Democratic aides to Judiciary members said last week that the election results did not mean they would back down from filibustering a Bush Supreme Court nominee, a tactic they used 10 times in the past two years on appellate court picks and one they consider a constitutionally acceptable option if the nominee is too far right.

“It’s become more important,” one aide said of the filibuster potential. “Whatever happened last Tuesday, the basic constitutional structure didn’t change.”

Another Democratic aide noted that the spring and summer of 2003 provided a “fire drill” preparation for the coming battle, when speculation was rampant that a justice would step down and both sides engaged in a massive amount of research into the potential nominees.
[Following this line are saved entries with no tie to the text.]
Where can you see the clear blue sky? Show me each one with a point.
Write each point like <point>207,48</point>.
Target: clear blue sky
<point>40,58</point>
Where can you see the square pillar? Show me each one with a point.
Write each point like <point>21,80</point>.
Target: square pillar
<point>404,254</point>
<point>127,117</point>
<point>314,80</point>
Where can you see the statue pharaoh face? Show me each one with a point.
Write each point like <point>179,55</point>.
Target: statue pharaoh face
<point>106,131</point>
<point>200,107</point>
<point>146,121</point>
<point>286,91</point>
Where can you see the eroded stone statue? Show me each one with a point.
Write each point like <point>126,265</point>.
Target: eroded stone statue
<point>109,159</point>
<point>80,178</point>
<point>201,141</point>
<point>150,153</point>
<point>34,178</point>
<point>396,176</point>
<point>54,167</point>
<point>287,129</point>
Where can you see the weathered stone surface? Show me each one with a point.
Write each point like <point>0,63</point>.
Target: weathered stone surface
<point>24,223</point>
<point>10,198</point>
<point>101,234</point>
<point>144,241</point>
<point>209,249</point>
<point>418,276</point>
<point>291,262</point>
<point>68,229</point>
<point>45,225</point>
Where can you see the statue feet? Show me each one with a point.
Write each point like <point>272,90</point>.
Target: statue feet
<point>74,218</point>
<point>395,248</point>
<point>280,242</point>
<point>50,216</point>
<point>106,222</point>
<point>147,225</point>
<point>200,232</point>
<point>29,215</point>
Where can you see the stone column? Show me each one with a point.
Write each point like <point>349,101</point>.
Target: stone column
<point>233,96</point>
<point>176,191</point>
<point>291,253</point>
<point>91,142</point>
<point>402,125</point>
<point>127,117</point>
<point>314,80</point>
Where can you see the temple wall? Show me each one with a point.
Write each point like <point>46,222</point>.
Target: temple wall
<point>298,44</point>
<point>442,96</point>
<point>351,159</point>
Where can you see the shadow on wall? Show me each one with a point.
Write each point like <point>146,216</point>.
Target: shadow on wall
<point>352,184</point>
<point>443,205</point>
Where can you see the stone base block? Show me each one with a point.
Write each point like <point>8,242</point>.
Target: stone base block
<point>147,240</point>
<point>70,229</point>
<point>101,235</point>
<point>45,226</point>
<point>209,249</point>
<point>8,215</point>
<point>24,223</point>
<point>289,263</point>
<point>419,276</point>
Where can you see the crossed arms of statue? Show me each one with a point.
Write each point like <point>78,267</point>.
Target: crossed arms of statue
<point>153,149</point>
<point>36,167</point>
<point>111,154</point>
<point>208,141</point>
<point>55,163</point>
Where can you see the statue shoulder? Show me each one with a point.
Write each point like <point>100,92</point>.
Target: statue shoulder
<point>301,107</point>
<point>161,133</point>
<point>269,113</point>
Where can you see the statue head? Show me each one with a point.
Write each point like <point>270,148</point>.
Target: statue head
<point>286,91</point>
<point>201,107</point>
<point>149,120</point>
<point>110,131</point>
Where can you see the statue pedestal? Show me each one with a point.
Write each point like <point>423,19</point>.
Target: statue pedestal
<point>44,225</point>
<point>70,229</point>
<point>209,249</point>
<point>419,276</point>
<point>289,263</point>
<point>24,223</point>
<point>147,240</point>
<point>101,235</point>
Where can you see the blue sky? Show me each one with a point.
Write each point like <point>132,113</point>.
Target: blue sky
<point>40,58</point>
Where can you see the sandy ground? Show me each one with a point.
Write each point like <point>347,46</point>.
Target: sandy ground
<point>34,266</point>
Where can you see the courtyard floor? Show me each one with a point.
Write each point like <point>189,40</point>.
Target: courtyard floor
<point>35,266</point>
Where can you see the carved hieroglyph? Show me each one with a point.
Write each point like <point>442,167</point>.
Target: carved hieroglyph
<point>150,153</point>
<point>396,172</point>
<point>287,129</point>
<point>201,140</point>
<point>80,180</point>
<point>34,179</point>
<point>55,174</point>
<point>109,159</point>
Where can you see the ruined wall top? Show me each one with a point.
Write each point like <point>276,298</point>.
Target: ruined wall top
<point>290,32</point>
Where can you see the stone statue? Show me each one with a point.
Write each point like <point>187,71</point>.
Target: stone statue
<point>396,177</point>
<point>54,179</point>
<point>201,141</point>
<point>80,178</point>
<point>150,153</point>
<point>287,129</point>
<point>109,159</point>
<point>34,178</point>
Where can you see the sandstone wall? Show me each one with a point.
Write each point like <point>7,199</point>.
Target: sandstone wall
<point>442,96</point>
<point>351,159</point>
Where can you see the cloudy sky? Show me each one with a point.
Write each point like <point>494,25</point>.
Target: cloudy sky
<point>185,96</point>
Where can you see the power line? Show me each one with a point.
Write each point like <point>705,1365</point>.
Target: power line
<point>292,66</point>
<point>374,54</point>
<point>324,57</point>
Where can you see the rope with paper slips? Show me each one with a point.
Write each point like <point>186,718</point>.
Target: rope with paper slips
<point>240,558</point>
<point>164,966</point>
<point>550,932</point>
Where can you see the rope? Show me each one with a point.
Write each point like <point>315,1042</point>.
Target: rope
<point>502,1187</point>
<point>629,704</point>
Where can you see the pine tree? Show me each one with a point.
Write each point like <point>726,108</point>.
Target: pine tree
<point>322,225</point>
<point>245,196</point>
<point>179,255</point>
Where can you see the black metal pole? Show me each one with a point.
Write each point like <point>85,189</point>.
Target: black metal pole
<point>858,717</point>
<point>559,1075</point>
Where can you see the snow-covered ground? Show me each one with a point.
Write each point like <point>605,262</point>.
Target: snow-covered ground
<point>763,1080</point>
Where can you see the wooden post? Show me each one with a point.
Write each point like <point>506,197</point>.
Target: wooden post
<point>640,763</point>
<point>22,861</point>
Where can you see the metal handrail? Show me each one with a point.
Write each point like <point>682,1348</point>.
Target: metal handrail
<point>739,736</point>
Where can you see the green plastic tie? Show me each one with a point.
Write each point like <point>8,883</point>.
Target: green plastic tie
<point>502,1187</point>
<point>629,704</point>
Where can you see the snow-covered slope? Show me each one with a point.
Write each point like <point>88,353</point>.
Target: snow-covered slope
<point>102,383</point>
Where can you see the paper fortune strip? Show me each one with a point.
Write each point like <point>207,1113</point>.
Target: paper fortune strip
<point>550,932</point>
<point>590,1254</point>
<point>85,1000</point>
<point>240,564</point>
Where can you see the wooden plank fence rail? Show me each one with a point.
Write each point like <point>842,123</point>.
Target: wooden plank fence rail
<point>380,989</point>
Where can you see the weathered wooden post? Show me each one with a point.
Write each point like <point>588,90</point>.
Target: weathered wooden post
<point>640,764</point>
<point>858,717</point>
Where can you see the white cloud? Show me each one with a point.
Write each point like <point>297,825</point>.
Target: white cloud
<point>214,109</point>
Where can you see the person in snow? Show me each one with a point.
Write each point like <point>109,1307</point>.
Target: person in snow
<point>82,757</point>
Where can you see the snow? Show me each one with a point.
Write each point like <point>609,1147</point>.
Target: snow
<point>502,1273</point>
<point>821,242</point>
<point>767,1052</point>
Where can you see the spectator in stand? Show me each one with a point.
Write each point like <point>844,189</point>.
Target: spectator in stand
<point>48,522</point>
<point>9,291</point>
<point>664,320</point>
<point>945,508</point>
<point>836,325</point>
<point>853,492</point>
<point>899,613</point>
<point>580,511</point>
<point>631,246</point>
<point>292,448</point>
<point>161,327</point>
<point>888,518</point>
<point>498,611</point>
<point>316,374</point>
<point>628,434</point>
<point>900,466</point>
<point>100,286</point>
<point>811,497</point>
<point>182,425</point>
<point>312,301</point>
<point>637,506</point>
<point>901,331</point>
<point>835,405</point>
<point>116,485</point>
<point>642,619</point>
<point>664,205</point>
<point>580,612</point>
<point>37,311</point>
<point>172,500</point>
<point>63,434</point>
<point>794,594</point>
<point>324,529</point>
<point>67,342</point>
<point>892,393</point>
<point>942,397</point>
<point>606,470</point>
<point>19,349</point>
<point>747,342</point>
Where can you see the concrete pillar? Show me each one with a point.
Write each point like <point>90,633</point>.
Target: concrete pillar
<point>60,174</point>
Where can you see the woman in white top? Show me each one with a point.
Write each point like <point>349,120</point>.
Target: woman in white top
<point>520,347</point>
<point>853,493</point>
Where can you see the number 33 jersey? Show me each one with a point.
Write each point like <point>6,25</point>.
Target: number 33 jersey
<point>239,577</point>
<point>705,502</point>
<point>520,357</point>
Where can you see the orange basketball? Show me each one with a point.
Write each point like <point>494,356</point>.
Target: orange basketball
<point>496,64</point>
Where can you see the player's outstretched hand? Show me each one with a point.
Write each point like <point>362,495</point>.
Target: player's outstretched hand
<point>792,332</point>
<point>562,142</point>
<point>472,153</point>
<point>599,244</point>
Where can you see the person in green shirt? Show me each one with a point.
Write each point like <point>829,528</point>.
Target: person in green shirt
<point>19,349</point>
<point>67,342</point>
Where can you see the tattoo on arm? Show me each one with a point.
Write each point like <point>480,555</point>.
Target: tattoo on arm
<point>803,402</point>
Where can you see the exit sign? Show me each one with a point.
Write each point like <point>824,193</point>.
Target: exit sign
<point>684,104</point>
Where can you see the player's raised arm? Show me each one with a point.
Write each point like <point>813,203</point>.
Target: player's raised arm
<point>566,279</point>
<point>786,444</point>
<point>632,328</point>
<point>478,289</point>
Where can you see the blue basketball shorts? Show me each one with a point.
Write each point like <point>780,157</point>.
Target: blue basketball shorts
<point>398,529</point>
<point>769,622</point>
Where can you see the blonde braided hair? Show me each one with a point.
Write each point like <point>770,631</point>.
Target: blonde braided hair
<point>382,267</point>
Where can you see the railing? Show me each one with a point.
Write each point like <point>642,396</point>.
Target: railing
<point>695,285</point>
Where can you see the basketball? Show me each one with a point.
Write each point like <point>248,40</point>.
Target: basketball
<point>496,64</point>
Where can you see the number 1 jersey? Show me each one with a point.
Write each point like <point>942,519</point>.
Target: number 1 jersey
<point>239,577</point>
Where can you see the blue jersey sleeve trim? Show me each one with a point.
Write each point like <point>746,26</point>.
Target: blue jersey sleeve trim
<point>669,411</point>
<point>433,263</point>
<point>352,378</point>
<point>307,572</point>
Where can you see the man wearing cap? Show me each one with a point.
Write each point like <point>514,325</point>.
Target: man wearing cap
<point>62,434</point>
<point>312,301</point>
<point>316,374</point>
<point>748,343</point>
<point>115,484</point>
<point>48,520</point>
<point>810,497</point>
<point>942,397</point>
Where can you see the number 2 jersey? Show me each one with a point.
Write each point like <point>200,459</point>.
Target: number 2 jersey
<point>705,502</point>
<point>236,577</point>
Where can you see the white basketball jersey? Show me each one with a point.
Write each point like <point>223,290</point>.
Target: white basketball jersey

Suggesting Democrats might have to “pick and choose [filibusters] a little more carefully,” the aide said Judiciary Democrats were ready for the fight. “We’re not going to get caught flat-footed,” the aide said.

With several more votes on their side, Republicans are hearing renewed talk from within their Conference about pursuing the “nuclear option,” forcing, by a simple majority vote on the Senate floor, a rule change that would forbid filibusters of judicial nominees.

Democrats have vowed swift retribution if the Republicans pushed the move, but the GOP has lacked the 50 votes they need to approve of the unilateral abolition of filibusters.

The prime movers for the issue have been Santorum and Sen. Trent Lott (R-Miss.), who have been in charge of rounding up support for the move. Aides said there was more talk of the nuclear option after the four-seat pick-up during the elections, but at most they gained just three votes because outgoing Sen. Zell Miller (D-Ga.) already sided with them on the issue.

Moderate Republicans and veteran chairmen have been most hesitant to make the move out of fear that one day they would be in the minority and Democrats would seek out their own retribution.